Open Source AI

Are the traditional open source rules applicable to AI?

Mark Hinkle
November 01, 2024 • Estimated Reading Time: 15 minutes

This week, I attended the All Things Open Conference in Raleigh, NC. It’s one of my favorite events centered around open source software, so this week, I am sharing something.

I’ve partnered with them to produce an All Things Open AI conference in Durham, NC, in March of next year. I am very excited to be able to bring in-person AI events to the area. Feel free to join the mailing list on the site to get exclusive updates and early access to discounted tickets and training opportunities.

AI Efficiency Edge

Easily Run Private and Cost-Effective AI

For businesses seeking to adopt AI without compromising data privacy or accumulating high cloud costs, Ollama offers an accessible solution. This open source framework allows companies to run large language models (LLMs) directly on their own hardware, avoiding the risks of external data transfers and delivering faster, tailored results. It’s also fairly easy to do, even on a desktop computer provided it’s powerful enough.

Ollama Benefits for Business

1. Data Privacy and Control

Running AI models locally means sensitive information—like customer data or proprietary business insights—never leaves your internal systems. This setup is ideal for industries with strict data regulations (e.g., finance, healthcare) or companies needing to ensure client confidentiality.

2. Cost Savings

Ollama reduces costs typically associated with API usage or cloud service fees by eliminating reliance on cloud-based AI platforms. These savings quickly add up for businesses using AI on a large scale.

3. Performance and Responsiveness

Processing data in-house minimizes latency, leading to quicker, more responsive AI applications. This is especially beneficial in operations where real-time responses are critical.

Example Use Case: Elevating Financial Services with Secure AI

Scenario: A financial services firm wants to automate customer inquiries but faces regulatory hurdles with external data sharing. They chose Ollama to build an AI assistant that runs securely within their own infrastructure.

Customer Data Remains In-House: Sensitive information stays within the firm’s private network, ensuring compliance with privacy regulations.
Reduced Costs: By using Ollama to power their AI solution, the firm avoids recurring cloud expenses, improving ROI.
Improved Service Speed: Real-time data processing enables faster customer responses, enhancing service satisfaction and operational efficiency.

Implementing Ollama allows businesses to leverage AI's full potential while ensuring that data remains secure, costs are controlled, and performance is optimized. By running models locally, businesses can achieve high-level AI capabilities without sacrificing privacy or incurring prohibitive expenses—key advantages in today's data-centric landscape.

AI Deep Dive

Open Source AI

The Open Source Initiative's (OSI) release of version 1.0 of the Open Source AI Definition (OSAID) at the All Things Open 2024 conference in Raleigh, North Carolina, may be well-intentioned but raises several practical and strategic concerns.
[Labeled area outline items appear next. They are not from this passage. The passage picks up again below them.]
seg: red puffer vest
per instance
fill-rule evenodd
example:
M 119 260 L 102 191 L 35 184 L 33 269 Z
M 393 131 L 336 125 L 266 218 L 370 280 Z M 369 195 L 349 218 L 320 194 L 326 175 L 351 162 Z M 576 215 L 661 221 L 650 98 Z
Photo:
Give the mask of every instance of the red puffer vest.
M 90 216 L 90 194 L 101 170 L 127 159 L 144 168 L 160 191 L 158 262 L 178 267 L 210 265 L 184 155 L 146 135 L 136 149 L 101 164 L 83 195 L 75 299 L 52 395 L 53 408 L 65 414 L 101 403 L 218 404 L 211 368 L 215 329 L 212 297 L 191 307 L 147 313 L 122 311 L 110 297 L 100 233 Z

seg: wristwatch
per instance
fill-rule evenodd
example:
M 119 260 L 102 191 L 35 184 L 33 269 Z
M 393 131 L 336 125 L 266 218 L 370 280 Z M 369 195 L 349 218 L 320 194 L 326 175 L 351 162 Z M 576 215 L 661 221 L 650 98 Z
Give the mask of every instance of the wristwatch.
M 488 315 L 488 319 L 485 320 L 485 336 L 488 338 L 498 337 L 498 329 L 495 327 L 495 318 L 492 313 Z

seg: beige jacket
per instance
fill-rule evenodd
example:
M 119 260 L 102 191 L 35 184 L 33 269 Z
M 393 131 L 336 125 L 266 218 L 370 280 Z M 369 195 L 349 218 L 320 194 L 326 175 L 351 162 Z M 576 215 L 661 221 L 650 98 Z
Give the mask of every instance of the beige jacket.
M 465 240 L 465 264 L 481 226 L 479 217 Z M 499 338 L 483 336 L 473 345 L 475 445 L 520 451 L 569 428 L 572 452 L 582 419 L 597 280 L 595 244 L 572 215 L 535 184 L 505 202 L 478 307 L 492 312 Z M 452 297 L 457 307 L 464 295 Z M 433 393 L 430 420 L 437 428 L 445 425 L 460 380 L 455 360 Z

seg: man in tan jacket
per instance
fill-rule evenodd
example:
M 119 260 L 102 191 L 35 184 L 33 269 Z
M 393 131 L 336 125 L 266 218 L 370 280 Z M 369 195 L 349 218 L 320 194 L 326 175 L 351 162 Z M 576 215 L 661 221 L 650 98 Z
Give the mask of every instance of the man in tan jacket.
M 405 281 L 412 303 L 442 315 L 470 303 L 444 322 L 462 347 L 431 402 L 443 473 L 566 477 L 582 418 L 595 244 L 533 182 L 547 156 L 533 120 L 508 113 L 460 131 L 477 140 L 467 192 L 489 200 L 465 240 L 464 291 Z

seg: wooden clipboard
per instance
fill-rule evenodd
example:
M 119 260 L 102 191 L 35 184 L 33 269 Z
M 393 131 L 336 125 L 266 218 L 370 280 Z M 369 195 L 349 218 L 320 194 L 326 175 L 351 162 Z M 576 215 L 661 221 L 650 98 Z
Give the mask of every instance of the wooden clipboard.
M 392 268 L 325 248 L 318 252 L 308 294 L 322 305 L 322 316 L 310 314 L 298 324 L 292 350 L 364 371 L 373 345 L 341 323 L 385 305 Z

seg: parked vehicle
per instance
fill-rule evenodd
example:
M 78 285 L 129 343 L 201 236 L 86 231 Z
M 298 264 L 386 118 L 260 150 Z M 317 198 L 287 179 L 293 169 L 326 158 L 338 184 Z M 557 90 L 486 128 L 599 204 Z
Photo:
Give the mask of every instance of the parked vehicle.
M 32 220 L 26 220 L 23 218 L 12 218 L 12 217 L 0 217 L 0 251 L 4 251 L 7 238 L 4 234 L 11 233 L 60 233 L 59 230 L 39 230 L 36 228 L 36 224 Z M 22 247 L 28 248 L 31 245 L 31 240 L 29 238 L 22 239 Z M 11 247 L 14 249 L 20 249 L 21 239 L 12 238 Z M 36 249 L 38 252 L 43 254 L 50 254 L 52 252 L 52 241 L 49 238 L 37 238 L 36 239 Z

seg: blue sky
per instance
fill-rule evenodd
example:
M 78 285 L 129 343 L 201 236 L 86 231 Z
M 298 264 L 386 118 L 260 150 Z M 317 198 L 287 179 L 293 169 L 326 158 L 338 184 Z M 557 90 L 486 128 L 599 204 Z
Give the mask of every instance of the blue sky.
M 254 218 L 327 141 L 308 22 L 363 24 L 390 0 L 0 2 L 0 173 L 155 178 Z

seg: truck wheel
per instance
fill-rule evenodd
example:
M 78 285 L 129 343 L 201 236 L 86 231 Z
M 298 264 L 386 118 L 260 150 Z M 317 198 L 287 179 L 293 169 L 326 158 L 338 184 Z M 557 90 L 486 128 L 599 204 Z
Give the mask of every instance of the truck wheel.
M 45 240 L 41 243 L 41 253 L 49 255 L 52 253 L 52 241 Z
While touted as a breakthrough after years of collaboration among tech giants, their official endorsements are noticeably missing on the endorsements page.

Brief Overview of Open Source

Think of open source like sharing a recipe: instead of keeping it secret, anyone can see, use, and improve it. Open source software is code available to everyone, allowing users to understand, modify, and enhance it. This is different from most software, where only the creator controls how it works.

Why Should You Care?

Transparency and Trust: Open source software is open for anyone to inspect, so there are no hidden surprises or privacy concerns. This transparency builds user trust.
Freedom and Control: With open source, you’re not tied to one company’s limitations. If you need to make changes or customize the software, you can do it (or have someone do it for you).
Community and Quality: Open source thrives on global collaboration. Anyone can suggest improvements, meaning bugs are fixed quickly, new features are added, and quality improves over time.
Cost-Effectiveness: Open source software is often free to use, providing high-quality tools without licensing fees, making it a great choice for individuals and organizations.
Shared Innovation: Open source is a powerful strategy for sharing the development load on “non-differentiating” technology—the tools everyone needs but don’t set companies apart. By collaborating on foundational technologies, industries can move forward faster, focusing their unique resources on what differentiates them.

Open Source in Your Daily Life

Open source is all around you:

Smartphones: Android, one of the most popular operating systems, is open source.
Web Browsers: Firefox and Chromium (used in Chrome) are open source, allowing secure browsing with a strong privacy focus.
Streaming Services: Behind the scenes, open source software powers Netflix, YouTube, and other streaming services, keeping them fast and reliable.
Smart Home Devices: Many smart home systems and routers use open source software to ensure flexibility and security.

How Open Source Set the Stage for AI

The LAMP stack (Linux, Apache, MySQL, and PHP) exemplifies how open source has allowed industries to innovate faster. By building the web’s foundation, LAMP helped companies and developers worldwide focus on creating new digital experiences without reinventing core technology. This shared framework enabled the rapid development of web services and cloud computing platforms, which are now crucial for artificial intelligence (AI).

Today, open source is helping AI progress in similar ways. Tools like TensorFlow, PyTorch, and OpenAI’s models provide shared foundations that developers and companies can build upon, allowing the industry to move forward faster while supporting collaboration, transparency, and innovation.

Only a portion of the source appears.